Sinclair volvió a negar con la cabeza. Comprendí que sus lacónicas respuestas no se debían a que no quisiera ayudarme, sino a que deseaba comunicarse directamente conmigo.

– ¿Por qué crees que se fugó, cuando tenía diecisiete años? -le pregunté.

Ante esta pregunta, su mirada dejó las manos de Ligieia, se posó en mis ojos y se pasó el pulgar por las puntas de los dedos. Me pregunté si en el lenguaje de los signos aquel movimiento equivaldría al de chuparse el labio superior que hace una persona que habla durante un interrogatorio, un gesto para ganar tiempo.

– No me enteré de eso hasta transcurridos seis años -me dijo Sinclair-, pero Mike no se llevaba mejor que yo con nuestro padre.

– Pues tu hermano Bill y tu hermana Naomi no dicen eso.

En esta ocasión se produjo una pausa más larga y Ligieia esperó a que las manos de Sinclair se detuvieran. Después tradujo:

– Mis hermanos veían lo que querían ver. Mi familia siempre me había considerado distinta, pero querían que Mike fuese como ellos.

– Cuando te marchaste de casa ¿adónde fuiste?
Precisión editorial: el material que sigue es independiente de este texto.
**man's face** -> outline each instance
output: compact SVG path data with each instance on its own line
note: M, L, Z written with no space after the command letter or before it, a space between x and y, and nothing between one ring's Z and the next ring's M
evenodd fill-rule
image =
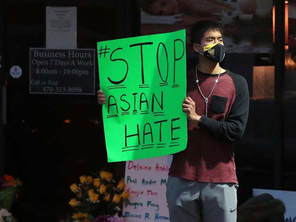
M148 11L157 15L172 15L179 13L179 6L176 0L156 0Z
M216 43L220 43L224 45L223 43L223 38L221 33L219 31L208 30L206 31L204 37L200 41L200 45L203 46L212 45ZM200 52L202 54L204 54L203 47L195 43L193 44L193 49L197 52Z

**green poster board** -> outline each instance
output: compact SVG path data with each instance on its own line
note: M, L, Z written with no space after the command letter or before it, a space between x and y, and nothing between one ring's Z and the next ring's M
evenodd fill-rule
M185 30L97 43L108 162L185 149Z

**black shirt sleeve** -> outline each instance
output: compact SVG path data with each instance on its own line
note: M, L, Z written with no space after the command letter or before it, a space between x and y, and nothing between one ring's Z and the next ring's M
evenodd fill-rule
M248 84L245 78L232 73L228 74L234 83L236 98L227 119L219 122L204 116L199 125L214 136L234 142L240 140L245 132L250 98Z

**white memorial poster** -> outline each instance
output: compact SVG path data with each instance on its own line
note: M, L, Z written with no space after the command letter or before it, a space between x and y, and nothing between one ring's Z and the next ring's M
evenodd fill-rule
M286 207L285 222L296 221L296 192L273 190L253 189L253 195L257 196L264 193L269 194L275 199L282 200Z
M127 161L123 203L125 222L169 221L166 196L168 173L173 156Z
M76 7L46 7L46 48L77 48Z

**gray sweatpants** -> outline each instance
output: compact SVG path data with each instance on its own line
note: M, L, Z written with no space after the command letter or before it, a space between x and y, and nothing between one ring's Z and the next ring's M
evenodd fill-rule
M207 183L169 176L171 222L236 222L236 190L232 183Z

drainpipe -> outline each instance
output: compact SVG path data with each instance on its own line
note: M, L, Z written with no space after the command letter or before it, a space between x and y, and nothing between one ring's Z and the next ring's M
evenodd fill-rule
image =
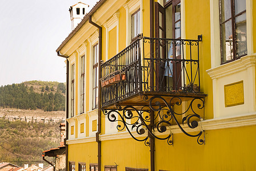
M43 156L43 160L45 161L47 164L50 165L51 166L53 166L53 170L55 171L55 165L53 164L51 162L49 161L46 159L45 158L45 156Z
M154 38L154 0L150 0L150 38ZM154 58L154 44L151 43L150 44L150 58ZM151 63L150 64L151 68L154 67L154 64ZM150 85L154 85L154 73L151 72L150 74ZM154 125L154 112L153 111L150 111L150 125L149 129L152 131ZM155 170L155 138L148 133L148 136L149 137L149 143L150 148L150 170Z
M69 118L69 61L67 58L69 56L61 55L59 53L59 51L57 52L57 55L61 57L65 58L67 59L67 66L66 66L66 118ZM69 160L68 160L68 150L67 150L67 146L68 145L66 143L67 140L69 139L69 123L66 122L66 137L64 139L64 145L65 145L66 148L66 170L67 170L67 168L69 166Z
M102 28L91 21L91 15L89 16L89 23L99 28L99 61L98 62L99 67L98 78L101 78L101 59L102 59ZM98 131L96 133L96 142L98 142L98 169L101 170L101 141L99 140L99 134L101 132L101 84L98 85Z

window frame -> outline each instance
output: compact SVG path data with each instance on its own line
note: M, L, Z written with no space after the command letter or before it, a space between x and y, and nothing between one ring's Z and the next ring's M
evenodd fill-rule
M110 165L106 165L104 167L104 170L106 171L106 169L110 169L110 171L112 171L112 169L115 169L115 171L117 171L117 166L115 165L115 166L110 166Z
M75 171L75 162L74 161L69 161L69 171Z
M138 169L125 167L125 171L149 171L149 169Z
M138 17L138 13L139 13L139 17ZM135 35L134 37L133 38L133 30L134 30L133 29L133 26L133 26L133 17L135 15L136 15L136 23L137 23L136 30L137 30L137 35ZM141 9L139 8L137 10L136 10L134 13L133 13L131 14L131 43L132 42L134 42L136 39L137 39L138 35L141 33L141 32L141 32ZM139 22L138 22L139 20ZM138 26L139 26L139 29L138 29Z
M83 170L83 167L85 167L85 168L83 168L85 170ZM78 170L79 171L86 171L86 164L85 162L78 162Z
M97 47L97 50L96 51L94 50L94 48ZM93 87L92 87L92 90L93 90L93 98L92 98L92 109L97 109L98 108L98 101L97 101L97 98L98 98L98 96L99 95L98 94L98 96L96 96L96 95L97 94L97 91L98 91L98 85L97 85L97 80L98 82L98 73L97 72L97 68L98 70L99 69L98 67L98 61L95 61L95 63L94 63L94 60L95 60L95 58L97 57L97 55L98 55L98 57L97 58L97 59L98 59L98 55L99 55L99 44L98 43L97 43L96 44L95 44L93 46ZM97 54L96 56L95 55L95 52L96 51ZM95 76L94 75L94 72L93 71L94 70L95 70ZM94 78L95 76L95 78ZM95 85L93 85L93 81L94 80L95 82ZM93 92L94 91L95 89L95 97L94 98L93 96ZM94 100L95 100L95 101L94 101Z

– A Salt Lake City. Estuve con un grupo de amigos que eran… ¿mormones de Jactó -Se produjo un momentáneo retraso en la traducción mientras Ligieia se debatía con la frase-: Mormones que habían dejado la Iglesia de los Santos del Último Día.

Era un término que a mí no me habría confundido. Se lo había oído varias veces a Shiloh.

– Cuando se fueron de la ciudad por Navidades, me sentí muy sola y fui a casa. Michael me dejaba entrar a hurtadillas por una ventana que había junto a un gran árbol. Y salía también por allí. -Hizo una pausa para que Ligieia la siguiera-. Nos pescaron y mi padre se enfadó muchísimo. Sentí haber metido a Mike en un lío, pero tarde o temprano él habría cortado con la familia.

– Y cuando se marchó, ¿fue a buscarte a Salt Lake City?

– No, como te he dicho antes, no me enteré de lo ocurrido hasta muchos años después.

Mis preguntas, la mirada de Sinclair, la voz de Ligieia… Tuve la sensación de que estaba obteniendo información a través de un sistema parecido a las viejas líneas rurales de teléfono colectivas. Era un proceso muy rudimentario.

– ¿Y por qué crees que no fue a verte? -pregunté. Había otra cosa que quería saber, pero sería mejor abordarle después.

Sinclair me miró directamente a los ojos, como Shiloh. Movió las manos y Ligieia tradujo:

– Mike siempre ha sido muy independiente. ¿Puedo preguntar por qué quieres saber todo esto? Ocurrió hace tanto tiempo…

Levanté la taza pero no volví a beber. Cuando Ligieia lo había servido, el té de fresas tenía un color atractivo y transparente, pero cuando lo probé en la cocina, me pareció que tenía un leve punto amargo.